Marek brought his 18" Obsession, Mark had his 11" SCT, Jeff was between them with an 8" SCT, Elisabeth had her 4.5" Starblast, Jeff brought his 8" homemade dob, and I drove my 10", f/5 homebuilt, Albert-inspired dob.
On the downside it was very cold and there was a breeze throughout the evening. On the plus side, there was no dew and no dust (rain is good for something).
The transparency was not very good, but it was plenty clear enough for eye candy.
The seeing was limited by the breeze jiggling the scopes. Six stars in the trapezium were rock-solid all night. There was detail on rapidly shrinking Mars. Saturn was Stunning with its nearly closed rings which still showed the Cassini division at the extremes. There was banding on the globe and pretty grouping of 3 moons close in and preceding . I used up to 254x but found 181x and 141x better in the wind.
I did do some galaxy hunting in Columba and CMa, but bagged only a handful of new objects.
One notable grouping was the NGC 2292/3/5 trio within 4-5' of each other.

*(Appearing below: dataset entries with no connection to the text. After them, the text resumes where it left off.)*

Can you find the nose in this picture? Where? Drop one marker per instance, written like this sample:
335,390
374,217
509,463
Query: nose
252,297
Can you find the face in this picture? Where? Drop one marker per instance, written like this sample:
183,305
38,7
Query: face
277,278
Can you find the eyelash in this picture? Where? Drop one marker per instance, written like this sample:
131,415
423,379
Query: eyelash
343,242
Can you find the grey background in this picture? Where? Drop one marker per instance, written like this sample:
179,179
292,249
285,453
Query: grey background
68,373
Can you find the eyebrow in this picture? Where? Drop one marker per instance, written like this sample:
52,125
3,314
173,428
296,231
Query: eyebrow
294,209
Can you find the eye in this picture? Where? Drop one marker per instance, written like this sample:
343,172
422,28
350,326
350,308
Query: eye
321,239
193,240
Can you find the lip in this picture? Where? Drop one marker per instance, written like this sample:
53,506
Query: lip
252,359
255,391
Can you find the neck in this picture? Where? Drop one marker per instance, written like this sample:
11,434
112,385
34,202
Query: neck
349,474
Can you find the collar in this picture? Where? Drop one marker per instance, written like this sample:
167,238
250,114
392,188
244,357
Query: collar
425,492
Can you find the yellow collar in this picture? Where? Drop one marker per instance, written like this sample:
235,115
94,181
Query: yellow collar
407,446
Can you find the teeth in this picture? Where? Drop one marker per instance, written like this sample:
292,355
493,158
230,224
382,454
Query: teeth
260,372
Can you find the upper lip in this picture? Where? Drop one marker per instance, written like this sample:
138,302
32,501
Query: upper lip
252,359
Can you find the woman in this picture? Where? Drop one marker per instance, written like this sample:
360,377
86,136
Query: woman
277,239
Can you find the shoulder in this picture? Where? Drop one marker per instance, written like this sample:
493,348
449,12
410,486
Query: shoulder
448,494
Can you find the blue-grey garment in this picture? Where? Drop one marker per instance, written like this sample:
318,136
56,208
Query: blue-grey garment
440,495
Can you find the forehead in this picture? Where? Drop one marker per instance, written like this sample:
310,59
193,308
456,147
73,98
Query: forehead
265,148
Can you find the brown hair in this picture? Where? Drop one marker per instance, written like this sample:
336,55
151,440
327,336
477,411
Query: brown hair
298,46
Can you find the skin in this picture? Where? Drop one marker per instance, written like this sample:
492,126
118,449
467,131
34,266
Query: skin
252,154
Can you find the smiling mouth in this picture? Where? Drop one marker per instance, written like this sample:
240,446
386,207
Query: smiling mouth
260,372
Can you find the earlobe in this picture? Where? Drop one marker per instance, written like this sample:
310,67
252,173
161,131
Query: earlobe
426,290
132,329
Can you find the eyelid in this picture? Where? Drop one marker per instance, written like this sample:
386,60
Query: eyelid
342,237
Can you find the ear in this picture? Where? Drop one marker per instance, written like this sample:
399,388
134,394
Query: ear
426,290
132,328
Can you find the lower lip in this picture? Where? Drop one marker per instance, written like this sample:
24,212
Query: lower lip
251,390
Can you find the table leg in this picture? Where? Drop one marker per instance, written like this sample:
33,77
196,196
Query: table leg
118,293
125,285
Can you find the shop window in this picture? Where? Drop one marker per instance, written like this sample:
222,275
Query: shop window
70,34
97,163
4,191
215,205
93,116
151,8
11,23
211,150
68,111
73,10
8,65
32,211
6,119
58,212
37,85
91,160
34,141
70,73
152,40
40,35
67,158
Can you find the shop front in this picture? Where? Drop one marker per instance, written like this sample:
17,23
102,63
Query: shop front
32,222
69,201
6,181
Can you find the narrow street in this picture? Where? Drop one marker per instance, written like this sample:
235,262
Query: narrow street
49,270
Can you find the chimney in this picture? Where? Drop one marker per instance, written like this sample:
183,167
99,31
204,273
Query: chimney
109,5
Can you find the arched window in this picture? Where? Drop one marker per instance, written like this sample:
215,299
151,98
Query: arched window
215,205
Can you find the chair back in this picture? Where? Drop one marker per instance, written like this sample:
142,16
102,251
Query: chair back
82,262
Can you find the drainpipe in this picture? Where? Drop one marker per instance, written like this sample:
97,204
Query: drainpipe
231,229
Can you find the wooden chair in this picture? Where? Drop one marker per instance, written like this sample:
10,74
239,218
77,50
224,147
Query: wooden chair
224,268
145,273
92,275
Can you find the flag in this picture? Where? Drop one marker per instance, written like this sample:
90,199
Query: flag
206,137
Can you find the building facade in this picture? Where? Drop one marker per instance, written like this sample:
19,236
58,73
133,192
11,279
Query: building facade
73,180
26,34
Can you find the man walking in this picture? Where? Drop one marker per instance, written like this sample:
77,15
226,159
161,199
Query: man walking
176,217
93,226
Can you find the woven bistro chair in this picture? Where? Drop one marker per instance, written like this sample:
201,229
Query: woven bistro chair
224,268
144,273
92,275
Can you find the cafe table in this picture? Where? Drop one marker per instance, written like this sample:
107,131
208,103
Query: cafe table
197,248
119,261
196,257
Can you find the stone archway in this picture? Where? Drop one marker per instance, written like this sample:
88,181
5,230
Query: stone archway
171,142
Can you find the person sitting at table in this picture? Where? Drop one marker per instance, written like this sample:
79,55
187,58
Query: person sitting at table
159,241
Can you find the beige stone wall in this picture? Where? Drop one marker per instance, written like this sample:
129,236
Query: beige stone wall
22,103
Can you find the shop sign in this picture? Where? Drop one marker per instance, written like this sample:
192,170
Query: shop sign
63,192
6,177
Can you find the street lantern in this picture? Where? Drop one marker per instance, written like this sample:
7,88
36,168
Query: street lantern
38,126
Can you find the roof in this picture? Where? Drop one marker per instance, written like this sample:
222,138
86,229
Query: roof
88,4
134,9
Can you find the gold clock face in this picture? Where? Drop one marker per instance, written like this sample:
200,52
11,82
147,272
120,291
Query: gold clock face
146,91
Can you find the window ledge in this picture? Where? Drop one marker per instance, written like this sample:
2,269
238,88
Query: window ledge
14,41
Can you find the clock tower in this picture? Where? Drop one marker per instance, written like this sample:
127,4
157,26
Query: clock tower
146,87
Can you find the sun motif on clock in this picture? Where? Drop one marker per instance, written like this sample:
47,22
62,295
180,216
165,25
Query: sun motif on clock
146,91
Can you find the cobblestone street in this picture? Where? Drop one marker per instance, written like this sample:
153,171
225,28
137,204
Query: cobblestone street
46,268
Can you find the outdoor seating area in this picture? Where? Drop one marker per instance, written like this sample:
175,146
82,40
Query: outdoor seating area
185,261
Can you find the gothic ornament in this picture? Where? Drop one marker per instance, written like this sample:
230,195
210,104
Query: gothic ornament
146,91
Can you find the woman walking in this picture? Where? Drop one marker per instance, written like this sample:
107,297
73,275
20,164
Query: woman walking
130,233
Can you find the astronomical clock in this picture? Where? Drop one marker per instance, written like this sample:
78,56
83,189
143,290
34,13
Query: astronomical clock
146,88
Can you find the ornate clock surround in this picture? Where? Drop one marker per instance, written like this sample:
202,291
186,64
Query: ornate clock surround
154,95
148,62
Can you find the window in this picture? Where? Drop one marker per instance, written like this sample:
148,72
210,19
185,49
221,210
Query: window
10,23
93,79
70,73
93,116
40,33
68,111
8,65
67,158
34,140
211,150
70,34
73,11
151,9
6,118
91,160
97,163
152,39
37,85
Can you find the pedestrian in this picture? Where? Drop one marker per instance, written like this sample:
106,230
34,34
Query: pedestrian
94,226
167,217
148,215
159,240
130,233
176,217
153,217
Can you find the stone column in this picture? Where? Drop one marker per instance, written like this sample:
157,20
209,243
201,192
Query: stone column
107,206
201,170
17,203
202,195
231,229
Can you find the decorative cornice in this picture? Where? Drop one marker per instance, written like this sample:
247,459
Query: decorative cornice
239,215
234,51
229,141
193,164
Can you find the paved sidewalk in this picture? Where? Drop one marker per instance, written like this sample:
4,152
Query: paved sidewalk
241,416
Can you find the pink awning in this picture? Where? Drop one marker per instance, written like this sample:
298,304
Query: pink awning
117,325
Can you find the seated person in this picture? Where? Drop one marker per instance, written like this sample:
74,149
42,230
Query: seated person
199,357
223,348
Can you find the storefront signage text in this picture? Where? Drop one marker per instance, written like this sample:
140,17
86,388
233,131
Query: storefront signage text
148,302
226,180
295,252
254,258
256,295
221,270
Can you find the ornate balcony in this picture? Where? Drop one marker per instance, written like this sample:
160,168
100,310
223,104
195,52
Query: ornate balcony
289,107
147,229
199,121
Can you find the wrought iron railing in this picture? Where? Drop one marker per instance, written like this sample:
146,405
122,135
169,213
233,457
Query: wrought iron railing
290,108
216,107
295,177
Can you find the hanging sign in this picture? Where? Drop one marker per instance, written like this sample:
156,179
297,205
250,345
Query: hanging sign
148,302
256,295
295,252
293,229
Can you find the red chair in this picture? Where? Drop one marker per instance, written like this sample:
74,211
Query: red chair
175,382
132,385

I had difficulty teasing out 2292 from 2293, but had no difficulty with 2295 which is a higher surface brightness slash. The bright core of 2293 made it fairly easy to see, but 2292 is only 1' away and is much lower surface brightness. I spent a lot of time of this group, but then Marek came to the rescue and placed them in his 18" scope which gave a very pleasing view. I'll revisit this group at a darker site.
I picked up a new-to-me comet - 46P/Wirtanen in Pisces. It looked pretty much like a mag 9-10 galaxy. We've been spoiled lately by comets Holmes and McNaught...
Comet Holmes showed up in binoculars as a very large, low surface brightness smear that was adversely affected by the poor transparency.
A serendipitous observation was suggested by the Sky and Telescope "Deep Sky Wonders" column for February which pointed out an asterism that Sue French has named "Nagler1". It is an assymetrical, upside-down "V" over galaxy NGC2217 (she calls it a north-pointing chevron). It's a cool low-power view with a double at the start of the east end, and fitting to be observed through one of Al's eyepieces. :-)
It was a worthwhile night and was capped by the Thoughtful Astro Spouse who had left a heating pad set to high on the Astronomer's side of the bed.